Not a Donkey Kong Clone, Honest
The BBC Micro was touted as an educational tool, if you believe Fred Harris, and most of us growing up in the 80’s will have used one at school, either doing some rudimentary programming, or playing with maths tools such as “Turtle”.
It also happened to have a great specification for replicating arcade games due to the colourful high resolution screen and multi-channel sound. Various publishers in the early days of the BBC chose to go down this route, with faithful renditions of Mr Do! (Mr Ee), Frogger (Hopper), Space Panic (Space Monsters) and Donkey Kong which, you guessed it, was renamed Killer Gorilla.
For some reason, in the Program Power version, they felt the need to replace Mario with a stick man, quite how they felt this would fool Nintendo I don’t know, as in every other way this game was a carbon copy of the arcade game. The levels were recreated perfectly, and even had the “How high can you try?” message between stages.

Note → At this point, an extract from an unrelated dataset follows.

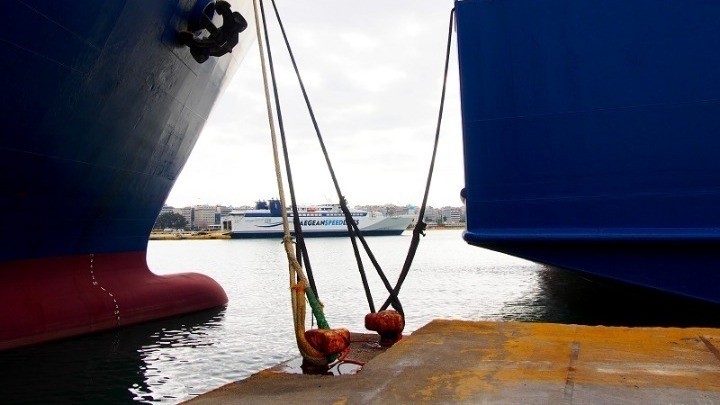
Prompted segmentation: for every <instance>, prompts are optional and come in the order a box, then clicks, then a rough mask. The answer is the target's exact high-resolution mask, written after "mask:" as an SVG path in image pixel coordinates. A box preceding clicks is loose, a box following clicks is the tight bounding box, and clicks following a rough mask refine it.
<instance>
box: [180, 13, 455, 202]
mask: <svg viewBox="0 0 720 405" xmlns="http://www.w3.org/2000/svg"><path fill="white" fill-rule="evenodd" d="M277 4H278V7H279V9H280V12H281V13H282V17H283V22H284V24H285V28H286V31H287V32H288V35H289V36H290V41H291V45H292V46H293V47H294V48H293V51H294V52H295V57H296V59H297V61H298V64H299V66H300V69H301V74H302V76H303V81H304V83H305V86H306V87H307V90H308V92H309V96H310V99H311V101H312V103H313V107H314V109H315V112H316V114H317V119H318V122H319V125H320V128H321V130H322V133H323V136H324V138H325V142H326V145H327V148H328V150H329V152H330V155H331V159H332V162H333V165H334V167H335V170H336V173H337V175H338V178H339V180H340V182H341V188H342V190H343V192H344V193H345V194H346V196H347V197H348V199H349V200H350V202H351V203H352V204H363V203H396V204H407V203H414V204H418V203H420V201H421V199H422V192H423V189H424V184H425V178H426V176H427V169H428V165H429V159H430V154H431V152H432V150H431V148H432V140H433V137H434V131H435V123H436V119H437V108H438V103H439V96H440V87H441V81H440V80H441V75H442V68H443V62H444V60H443V58H444V52H445V40H446V35H447V22H448V18H449V12H450V9H451V8H452V5H453V4H452V1H445V2H443V1H438V0H396V1H393V2H385V1H379V0H374V1H365V2H362V3H360V2H355V3H350V4H348V3H344V2H343V3H339V2H335V1H329V0H316V1H313V2H309V1H283V0H278V1H277ZM268 11H269V10H267V9H266V12H268ZM270 20H271V25H270V28H271V38H272V41H273V43H272V47H273V48H272V51H273V57H274V59H275V63H276V69H277V74H278V80H279V87H280V94H281V97H282V103H283V104H282V110H283V115H284V121H285V127H286V129H287V137H288V143H289V151H290V155H291V160H292V164H293V175H294V178H295V183H296V188H297V193H298V199H299V201H300V202H301V203H317V202H325V201H328V200H329V201H336V199H337V197H336V196H335V195H334V189H333V186H332V183H331V182H330V180H329V178H330V177H329V175H328V171H327V168H326V167H325V162H324V159H323V157H322V154H321V153H320V148H319V146H318V144H317V140H316V136H315V133H314V130H313V127H312V124H311V122H310V119H309V118H308V116H307V111H306V108H305V104H304V101H303V99H302V96H301V94H300V91H299V88H298V85H297V82H296V81H295V76H294V72H293V71H292V68H291V66H290V64H289V59H288V57H287V55H286V52H285V49H284V44H283V43H282V39H281V37H280V34H279V30H278V29H277V28H276V25H275V21H274V18H273V19H270ZM451 57H452V59H451V63H452V64H451V77H450V79H449V84H448V94H447V104H446V107H445V116H444V120H443V132H442V134H441V143H440V149H439V152H438V160H437V163H436V169H435V172H436V173H435V178H434V180H433V186H432V191H431V194H430V204H432V205H435V206H441V205H459V204H460V200H459V197H458V195H459V192H460V189H461V188H462V186H463V172H462V146H461V145H462V144H461V131H460V117H459V114H460V111H459V91H458V78H457V73H456V70H457V63H456V60H455V58H456V56H455V54H454V53H453V55H452V56H451ZM453 69H454V71H453ZM273 170H274V169H273V161H272V152H271V145H270V137H269V130H268V124H267V116H266V107H265V99H264V94H263V87H262V78H261V73H260V67H259V57H258V55H257V48H256V47H253V49H251V50H250V52H249V54H248V55H247V57H246V58H245V60H244V61H243V63H242V65H241V66H240V68H239V69H238V72H237V73H236V76H235V77H234V78H233V79H232V81H231V83H230V85H229V87H228V89H227V91H226V92H225V94H224V96H223V97H222V98H221V99H220V100H219V101H218V103H217V105H216V106H215V109H214V111H213V113H212V114H211V117H210V120H209V122H208V123H207V125H206V127H205V129H204V130H203V133H202V134H201V136H200V139H199V141H198V143H197V146H196V148H195V150H194V151H193V153H192V155H191V156H190V159H189V160H188V163H187V165H186V167H185V169H184V171H183V172H182V174H181V175H180V177H179V178H178V181H177V183H176V185H175V187H174V189H173V191H172V192H171V194H170V196H169V198H168V201H167V202H168V204H170V205H176V206H182V205H189V204H200V203H209V204H233V205H244V204H251V203H252V202H254V201H255V200H257V199H260V198H269V197H274V196H277V188H276V184H275V175H274V171H273Z"/></svg>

I won’t dwell too long on the gameplay as we all know Donkey Kong, but this game had it all, as your not-Mario jumped and hammered his way across various levels to rescue his girlfriend. The gameplay was true to the arcade original, including the need to time your jumps to perfection to avoid the many different obstacles put between you and the big monkey. The sound was also pretty spot on, as well as the inter-stage screens showing your progress up the skyscraper.
I spent a lot of time on this as a teenager when I was supposedly “doing homework” on my BBC… at the time it was streets ahead of the competition in terms of its ability to replicate arcade games, and I was very jealous of my friend who had one if these when all I could manage was a Sinclair ZX81.